1)      Des Moines means “of the monks” in French.  However, the root of this is quite different.  In 1673 Father Marquette met the Peoria Native American tribe near what is now the Des Moines river.  He asked what the name of their rival tribe was, and was told that they were the Moingoana.  Linguists have recently discovered that this was almost certainly an insult, as Moingoana meant “excrement faces.”
2)      I’d heard that the “Thomas Crapper invented the toilet” account was a bit of historic satire.  However, it’s sort of true.  There was an actual Thomas Crapper, an Englishman who lived from the 1830’s into the early 1900’s, who promoted public sanitation.  While he didn’t invent any of the versions of a toilet, his company did manufacture one of them.  Weirdly, the modern slang word “crap” does not come from his name—actually it’s just an older term, and so is a coincidence.

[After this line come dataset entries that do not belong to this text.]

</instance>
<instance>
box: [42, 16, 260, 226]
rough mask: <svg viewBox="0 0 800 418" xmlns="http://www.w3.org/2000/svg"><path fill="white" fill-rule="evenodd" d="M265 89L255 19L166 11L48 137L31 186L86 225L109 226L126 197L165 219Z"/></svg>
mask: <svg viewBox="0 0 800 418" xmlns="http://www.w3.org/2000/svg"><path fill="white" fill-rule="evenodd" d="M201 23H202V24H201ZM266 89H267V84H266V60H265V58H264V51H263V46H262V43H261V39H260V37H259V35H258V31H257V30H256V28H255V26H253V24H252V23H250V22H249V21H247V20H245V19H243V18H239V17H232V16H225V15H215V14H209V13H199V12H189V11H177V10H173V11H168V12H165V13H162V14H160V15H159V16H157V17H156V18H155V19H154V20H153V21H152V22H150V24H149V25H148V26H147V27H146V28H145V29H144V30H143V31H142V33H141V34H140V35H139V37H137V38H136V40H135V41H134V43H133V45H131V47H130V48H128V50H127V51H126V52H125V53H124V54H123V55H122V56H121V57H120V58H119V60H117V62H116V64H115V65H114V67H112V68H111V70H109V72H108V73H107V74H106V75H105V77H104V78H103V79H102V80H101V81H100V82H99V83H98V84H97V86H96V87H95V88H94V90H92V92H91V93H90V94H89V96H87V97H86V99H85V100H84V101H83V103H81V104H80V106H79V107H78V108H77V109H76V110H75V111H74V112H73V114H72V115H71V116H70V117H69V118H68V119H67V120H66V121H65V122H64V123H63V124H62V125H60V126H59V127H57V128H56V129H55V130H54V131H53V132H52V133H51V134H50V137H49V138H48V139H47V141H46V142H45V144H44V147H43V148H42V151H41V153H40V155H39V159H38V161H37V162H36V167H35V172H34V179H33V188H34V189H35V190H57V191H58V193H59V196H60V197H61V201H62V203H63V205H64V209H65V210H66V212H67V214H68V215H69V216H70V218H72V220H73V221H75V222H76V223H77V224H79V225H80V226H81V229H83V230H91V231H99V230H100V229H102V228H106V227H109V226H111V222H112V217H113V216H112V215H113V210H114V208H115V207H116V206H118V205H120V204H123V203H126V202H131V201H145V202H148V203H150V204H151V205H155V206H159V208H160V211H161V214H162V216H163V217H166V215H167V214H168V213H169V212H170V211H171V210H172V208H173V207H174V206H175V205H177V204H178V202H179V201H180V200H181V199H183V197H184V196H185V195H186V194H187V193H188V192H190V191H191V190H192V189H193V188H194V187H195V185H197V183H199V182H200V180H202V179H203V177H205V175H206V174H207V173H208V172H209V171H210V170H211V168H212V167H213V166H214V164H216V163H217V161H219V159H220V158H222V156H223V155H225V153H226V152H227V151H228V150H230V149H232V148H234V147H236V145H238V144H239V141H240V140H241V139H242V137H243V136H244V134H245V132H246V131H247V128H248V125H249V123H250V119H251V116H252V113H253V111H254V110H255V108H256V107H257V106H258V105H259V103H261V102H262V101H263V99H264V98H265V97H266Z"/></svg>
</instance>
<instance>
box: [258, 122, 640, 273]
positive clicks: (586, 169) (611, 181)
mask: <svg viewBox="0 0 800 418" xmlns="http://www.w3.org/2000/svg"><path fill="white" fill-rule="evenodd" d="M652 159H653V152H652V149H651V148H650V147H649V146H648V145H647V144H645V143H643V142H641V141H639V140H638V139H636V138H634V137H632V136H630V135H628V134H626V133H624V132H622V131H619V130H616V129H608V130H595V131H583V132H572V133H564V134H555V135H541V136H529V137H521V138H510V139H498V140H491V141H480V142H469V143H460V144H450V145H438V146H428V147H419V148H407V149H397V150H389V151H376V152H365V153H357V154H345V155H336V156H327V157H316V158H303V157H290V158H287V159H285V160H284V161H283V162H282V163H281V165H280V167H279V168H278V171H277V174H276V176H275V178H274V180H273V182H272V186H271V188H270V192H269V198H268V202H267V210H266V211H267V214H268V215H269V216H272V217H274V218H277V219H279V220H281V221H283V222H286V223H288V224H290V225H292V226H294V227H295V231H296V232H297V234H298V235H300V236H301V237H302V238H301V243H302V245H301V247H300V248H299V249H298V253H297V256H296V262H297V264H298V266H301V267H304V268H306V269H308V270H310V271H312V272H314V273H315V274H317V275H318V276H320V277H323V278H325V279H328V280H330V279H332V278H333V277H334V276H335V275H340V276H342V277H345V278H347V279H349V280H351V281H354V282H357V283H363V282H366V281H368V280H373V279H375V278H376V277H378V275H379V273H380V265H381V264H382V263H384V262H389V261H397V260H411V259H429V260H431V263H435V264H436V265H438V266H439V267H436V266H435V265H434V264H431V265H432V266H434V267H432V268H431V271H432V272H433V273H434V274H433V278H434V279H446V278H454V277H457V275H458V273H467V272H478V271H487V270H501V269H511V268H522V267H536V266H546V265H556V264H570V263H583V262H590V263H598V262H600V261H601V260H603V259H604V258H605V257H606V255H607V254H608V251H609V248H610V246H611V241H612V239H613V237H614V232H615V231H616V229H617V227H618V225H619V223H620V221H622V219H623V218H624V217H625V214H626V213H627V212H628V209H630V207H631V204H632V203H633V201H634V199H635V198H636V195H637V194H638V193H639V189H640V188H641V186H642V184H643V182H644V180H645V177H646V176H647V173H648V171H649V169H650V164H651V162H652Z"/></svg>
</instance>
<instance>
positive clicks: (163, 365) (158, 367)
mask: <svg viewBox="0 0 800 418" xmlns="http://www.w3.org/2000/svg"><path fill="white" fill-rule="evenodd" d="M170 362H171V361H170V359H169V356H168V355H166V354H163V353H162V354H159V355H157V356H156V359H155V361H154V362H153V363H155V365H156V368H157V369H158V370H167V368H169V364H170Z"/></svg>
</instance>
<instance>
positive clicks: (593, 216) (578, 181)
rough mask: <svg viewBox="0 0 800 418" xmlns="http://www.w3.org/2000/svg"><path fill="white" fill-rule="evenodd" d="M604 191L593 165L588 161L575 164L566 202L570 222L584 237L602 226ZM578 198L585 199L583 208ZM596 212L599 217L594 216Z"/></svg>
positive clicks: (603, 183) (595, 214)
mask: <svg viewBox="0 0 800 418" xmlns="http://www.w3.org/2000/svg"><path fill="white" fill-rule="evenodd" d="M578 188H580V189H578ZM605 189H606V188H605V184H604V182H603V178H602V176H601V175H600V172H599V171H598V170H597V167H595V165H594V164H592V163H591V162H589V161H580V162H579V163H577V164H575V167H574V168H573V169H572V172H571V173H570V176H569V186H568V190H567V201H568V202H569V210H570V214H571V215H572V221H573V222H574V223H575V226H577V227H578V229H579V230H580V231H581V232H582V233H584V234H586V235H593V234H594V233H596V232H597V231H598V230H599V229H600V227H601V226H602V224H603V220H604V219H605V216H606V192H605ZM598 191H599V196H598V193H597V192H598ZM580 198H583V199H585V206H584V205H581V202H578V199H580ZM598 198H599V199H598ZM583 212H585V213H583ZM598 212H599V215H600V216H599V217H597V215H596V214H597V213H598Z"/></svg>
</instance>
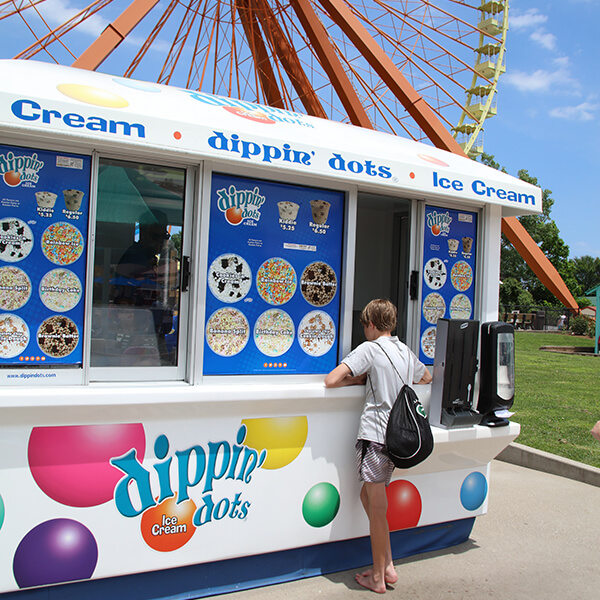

3)      Fossilized pieces of recognizable excrement are known as “coprolites.”  One of the most famous human examples is known as the Lloyds Bank coprolite, which is an unusually well preserved leaving at a 9th century Viking settlement in what is now York, England, which was discovered during construction of the bank in 1972.  In 1991, for insurance purposes, scientist Andrew Jones said, “This is the most exciting piece of excrement I’ve ever seen.  In its own way it’s as valuable as the Crown Jewels.”  If you’re interested in seeing it with your own eyes it’s on display at the JORVIK Viking Centre in York.